Willie du Plessis
- Born: Willem du Plessis 4 September 1955 (age 70) Somerset East, Eastern Cape, South Africa
- Height: 1.80 m (5 ft 11 in)
- Weight: 83 kg (183 lb)
- School: Gill College, Somerset East
- University: Stellenbosch University
- Notable relative(s): Carel du Plessis (brother) Dan du Plessis (nephew) Jean-Luc du Plessis (nephew) Lizaan du Plessis (daughter) Michael du Plessis (brother)

Rugby union career

Amateur team(s)
- Years: Team / Apps / (Points)
- Maties

Provincial / State sides
- Years: Team / Apps / (Points)
- 1977–1982: Western Province / 67 / (160)

International career
- Years: Team / Apps / (Points)
- 1980–1982: South Africa / 14 / (12 [3t])

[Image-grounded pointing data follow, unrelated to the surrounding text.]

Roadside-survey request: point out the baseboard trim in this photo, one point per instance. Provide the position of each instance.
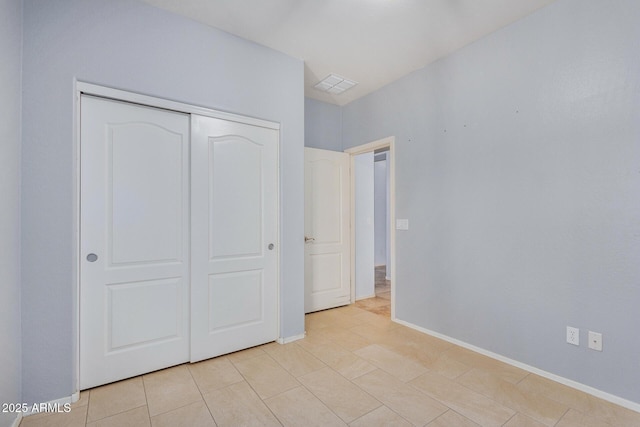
(553, 377)
(57, 402)
(17, 421)
(287, 340)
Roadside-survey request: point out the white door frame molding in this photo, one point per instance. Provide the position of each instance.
(81, 88)
(388, 142)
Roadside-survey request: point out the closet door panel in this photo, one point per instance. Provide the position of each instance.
(134, 240)
(234, 299)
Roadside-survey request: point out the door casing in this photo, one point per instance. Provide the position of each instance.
(379, 144)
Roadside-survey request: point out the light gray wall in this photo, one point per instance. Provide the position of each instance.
(322, 125)
(518, 166)
(132, 46)
(10, 67)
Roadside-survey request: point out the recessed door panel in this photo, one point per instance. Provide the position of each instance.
(234, 240)
(327, 228)
(134, 212)
(136, 236)
(235, 300)
(236, 185)
(143, 313)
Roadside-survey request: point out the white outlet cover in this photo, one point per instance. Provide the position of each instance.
(573, 335)
(402, 224)
(595, 341)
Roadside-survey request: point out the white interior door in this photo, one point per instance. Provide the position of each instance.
(134, 268)
(234, 238)
(327, 238)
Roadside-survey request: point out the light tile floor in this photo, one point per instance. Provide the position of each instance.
(354, 368)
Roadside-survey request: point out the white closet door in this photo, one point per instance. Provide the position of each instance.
(327, 262)
(234, 239)
(134, 267)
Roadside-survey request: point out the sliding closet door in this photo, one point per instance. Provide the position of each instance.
(234, 236)
(134, 222)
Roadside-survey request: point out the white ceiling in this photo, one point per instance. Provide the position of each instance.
(373, 42)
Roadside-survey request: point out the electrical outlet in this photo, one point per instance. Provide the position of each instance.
(595, 341)
(573, 335)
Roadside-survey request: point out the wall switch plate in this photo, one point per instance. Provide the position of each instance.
(402, 224)
(573, 335)
(595, 341)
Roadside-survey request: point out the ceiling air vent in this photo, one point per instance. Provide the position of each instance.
(335, 84)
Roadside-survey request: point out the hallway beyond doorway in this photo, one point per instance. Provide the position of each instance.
(381, 303)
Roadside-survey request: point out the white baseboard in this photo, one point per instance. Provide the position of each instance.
(58, 402)
(553, 377)
(17, 421)
(287, 340)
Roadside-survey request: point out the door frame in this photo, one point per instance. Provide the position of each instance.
(388, 142)
(85, 88)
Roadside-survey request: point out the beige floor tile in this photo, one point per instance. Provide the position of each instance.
(534, 405)
(399, 366)
(246, 354)
(266, 376)
(170, 389)
(344, 398)
(238, 405)
(377, 321)
(346, 338)
(315, 322)
(76, 418)
(451, 419)
(589, 405)
(298, 407)
(469, 403)
(405, 400)
(351, 366)
(323, 348)
(521, 420)
(112, 399)
(214, 374)
(478, 361)
(388, 337)
(343, 361)
(349, 310)
(83, 400)
(194, 415)
(138, 417)
(571, 397)
(381, 417)
(435, 345)
(295, 359)
(575, 418)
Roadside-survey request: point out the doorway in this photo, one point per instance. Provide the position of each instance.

= Willie du Plessis (rugby union, born 1955) =

South African rugby union footballer

Willem du Plessis (born 4 September 1955) is a former South African rugby union player.

==Early life==
Du Plessis was born in Somerset East in the Eastern Cape province of South Africa. His father, also named Willie, played provincial rugby for Eastern Province and his maternal grandfather, Michael Josias du Plessis played for Western Province in 1923 and 1924. Du Plessis was educated at Gill College in Somerset East and in 1973, represented North Eastern Cape at the annual Craven Week tournament. He also represented Eastern Province at the South African junior athletics championships.

==Playing career==
In 1975, du Plessis enrolled at Stellenbosch University for a degree in Physical Education and in 1977 made his debut for Western Province. Between 1977 and 1982, he played 67 matches for Western Province and was a member of the Western Province team that won the Currie Cup in 1982. Two of his brothers, Michael and Carel, were also in the 1982 Currie Cup winning team.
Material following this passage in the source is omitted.